In de vroege zestiende eeuw veroverden de Portugezen de stad Goa, die ze inrichtten als hoofdplaats van hun bezittingen op het Indiase schiereiland. Daar was een goede haven; ze bouwden er een fort en stelden een vicekoning aan om de kolonie te beheren. In het kielzog van de Portugese bezetter kwamen missionarissen, vooral de Jezuïeten, om de lokale bevolking te kerstenen. Nog steeds is een groot deel van de bevolking van de huidige Indiase staat Goa katholiek, en aan het bekeringswerk droegen de poupées de Malines hun steentje bij. Ze zijn klein, licht en dus goed vervoerbaar.
Antwerpen was in de vroege zestiende eeuw voor Portugezen en Spanjaarden de plek waar specerijen geruilsd werden voor graan, hout en … kunstvoorwerpen. Op de route naar West- en Oost-Indië, te beginnen met Madeira en de Canarische eilanden, zijn zo veel Vlaamse schilderijen te vinden. En ook de Mechelse popjes waren in trek. Het is bekend dat deze popjes meegingen met de Portugezen en Spanjaarden op hun overzeese tochten. Zo zou Magelhaen bij zijn reis om de wereld een Mechels popje als religieus voorwerp hebben meegenomen.
Aldus kwamen veel popjes ook terecht in de Portugese kolonies, met Goa als centraal punt. Daar moet een proces van aanpassing aan de lokale smaak hebben plaatsgevonden. En dat leidde tot het maken van ons popje uit Goa, dat uit het in India voorhanden materiaal – ivoor – is gesneden. Het kreeg trekken die iets hebben van de beeldjes van de Boeddha en van Hindoegodheden die in Goa bekend waren. Dat verklaart de wat meditatieve blik van dit popje – zijn Mechelse neefje is vrolijker en lacht ons uitnodigend toe. Verfijnde ledematen contrasteren hier ook met de wijdbeense stevigheid van het Mechelse voorbeeld.

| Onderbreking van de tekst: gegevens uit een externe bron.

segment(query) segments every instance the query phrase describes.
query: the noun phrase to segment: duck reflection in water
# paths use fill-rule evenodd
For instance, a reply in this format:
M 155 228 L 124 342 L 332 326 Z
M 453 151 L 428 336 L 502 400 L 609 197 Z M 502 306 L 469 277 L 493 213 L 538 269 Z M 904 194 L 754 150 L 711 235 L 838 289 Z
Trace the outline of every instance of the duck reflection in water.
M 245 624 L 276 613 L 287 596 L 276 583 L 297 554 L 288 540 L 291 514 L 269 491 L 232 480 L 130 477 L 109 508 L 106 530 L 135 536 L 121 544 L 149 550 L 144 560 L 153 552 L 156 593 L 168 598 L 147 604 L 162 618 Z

De laatste maar niet minste reden om over deze aanwinst te schrijven is het feit dat een belangrijk deel van de kosten van verwerving zijn gedragen door de Vrienden van het Hof van Busleyden.

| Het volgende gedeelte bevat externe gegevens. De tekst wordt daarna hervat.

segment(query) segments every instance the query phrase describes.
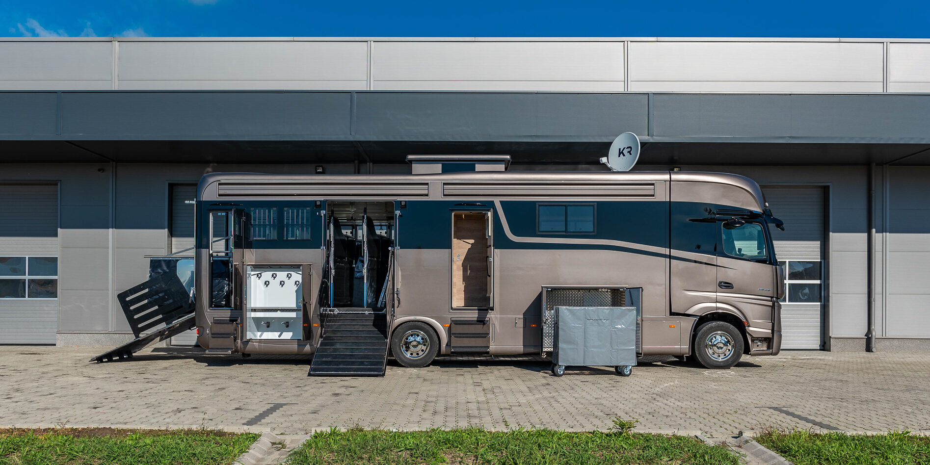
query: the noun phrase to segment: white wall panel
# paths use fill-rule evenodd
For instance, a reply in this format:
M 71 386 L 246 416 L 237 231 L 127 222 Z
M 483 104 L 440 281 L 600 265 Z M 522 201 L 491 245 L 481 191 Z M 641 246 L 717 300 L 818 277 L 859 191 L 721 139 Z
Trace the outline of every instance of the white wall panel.
M 108 89 L 112 75 L 111 42 L 0 42 L 0 89 Z
M 888 91 L 930 92 L 930 44 L 888 44 Z
M 623 90 L 621 42 L 377 42 L 375 89 Z
M 365 42 L 122 42 L 121 89 L 364 89 Z
M 882 91 L 880 43 L 631 42 L 631 90 Z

Daarvoor was geld beschikbaar in onze kas. In de toekomst willen wij als Vrienden meer soortgelijke steun geven aan ‘ons’ museum. Daartoe zijn de contributies aangepast – u kunt nu met uw gift meer steun geven aan het opbouwen van de museumcollectie. Met de giften van vele Vrienden hopen wij zo te kunnen bijdragen tot de glorie van het Hof van Busleyden – te beginnen met het popje uit Goa!
Rogier Chorus
Het Koorboek van Margareta van Oostenrijk
In de Sint-Romboutskathedraal loopt tot 28 januari de expo ‘Speculum Musurgica’ waarin kopieën van de koorboeken van de muziekuitgever Alamire te zien zijn en de erin beschreven muziek te horen is. De expo vindt plaats in het kader van het Belgisch voorzitterschap van de EU-Raad. Onderstaand artikel beschrijft de wederwaardigheden van Alamire’s Koorboek voor Margareta van Oostenrijk.

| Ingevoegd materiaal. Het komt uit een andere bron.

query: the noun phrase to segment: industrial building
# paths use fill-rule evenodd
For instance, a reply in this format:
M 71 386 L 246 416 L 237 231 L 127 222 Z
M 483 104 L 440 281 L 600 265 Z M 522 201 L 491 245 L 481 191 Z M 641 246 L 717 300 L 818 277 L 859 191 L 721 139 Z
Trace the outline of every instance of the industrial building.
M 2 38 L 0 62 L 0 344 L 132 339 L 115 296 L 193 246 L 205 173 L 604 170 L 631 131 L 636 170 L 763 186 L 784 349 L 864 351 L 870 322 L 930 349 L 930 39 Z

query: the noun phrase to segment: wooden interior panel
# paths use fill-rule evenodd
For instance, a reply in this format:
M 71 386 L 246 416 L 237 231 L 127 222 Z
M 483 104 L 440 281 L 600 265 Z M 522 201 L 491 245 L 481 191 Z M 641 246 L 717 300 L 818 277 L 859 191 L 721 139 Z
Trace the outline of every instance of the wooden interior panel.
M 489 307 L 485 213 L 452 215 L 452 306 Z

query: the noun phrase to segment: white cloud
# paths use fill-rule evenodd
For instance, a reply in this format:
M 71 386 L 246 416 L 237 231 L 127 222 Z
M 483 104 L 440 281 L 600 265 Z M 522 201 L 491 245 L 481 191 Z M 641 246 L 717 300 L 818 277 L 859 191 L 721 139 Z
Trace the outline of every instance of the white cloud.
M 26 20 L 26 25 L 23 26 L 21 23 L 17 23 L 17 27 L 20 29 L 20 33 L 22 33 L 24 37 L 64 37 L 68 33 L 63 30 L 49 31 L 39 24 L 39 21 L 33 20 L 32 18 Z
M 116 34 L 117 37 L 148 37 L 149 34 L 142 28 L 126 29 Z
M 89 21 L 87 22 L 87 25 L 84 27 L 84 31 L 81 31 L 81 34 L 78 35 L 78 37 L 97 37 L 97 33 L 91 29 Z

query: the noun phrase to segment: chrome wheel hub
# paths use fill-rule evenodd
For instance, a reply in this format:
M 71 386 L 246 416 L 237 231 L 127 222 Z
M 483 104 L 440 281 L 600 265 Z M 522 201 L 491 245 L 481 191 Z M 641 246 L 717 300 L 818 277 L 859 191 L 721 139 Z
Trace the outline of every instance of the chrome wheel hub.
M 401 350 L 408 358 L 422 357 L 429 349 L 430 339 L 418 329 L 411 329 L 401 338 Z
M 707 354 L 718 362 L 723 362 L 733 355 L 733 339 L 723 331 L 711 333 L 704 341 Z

Het Hof van Kamerijk, de riante woning aan de Mechelse Keizerstraat waar Margareta van York na de dood van haar stiefdochter Maria van Bourgondië de kinderen Filips de Schone en Margareta van Oostenrijk opvoedde, herbergde onder andere een verblijf voor exotische dieren. Op zekere dag ontsnapte daar een struisvogel die bij de inwoners van de stad ongetwijfeld heel wat verbaasde blikken uitlokte. Maar het dier werd gevangen en keerde weer terug naar zijn onderkomen. Margareta woonde in die jaren niet zelf in dat Hof maar bracht de meeste tijd door in enkele door haar aangekochte huizen aan de overkant van de straat. Vanaf 1506 zou Margareta van Oostenrijk deze huizen laten omvormen tot haar eigen paleis, het befaamde Hof van Savoye. Daar beschikte ze over verschillende privévertrekken, een bescheiden ontvangstzaal, die nog altijd bezocht kan worden, en een bibliotheek. Een dierentuin hield zij er evenwel niet op na…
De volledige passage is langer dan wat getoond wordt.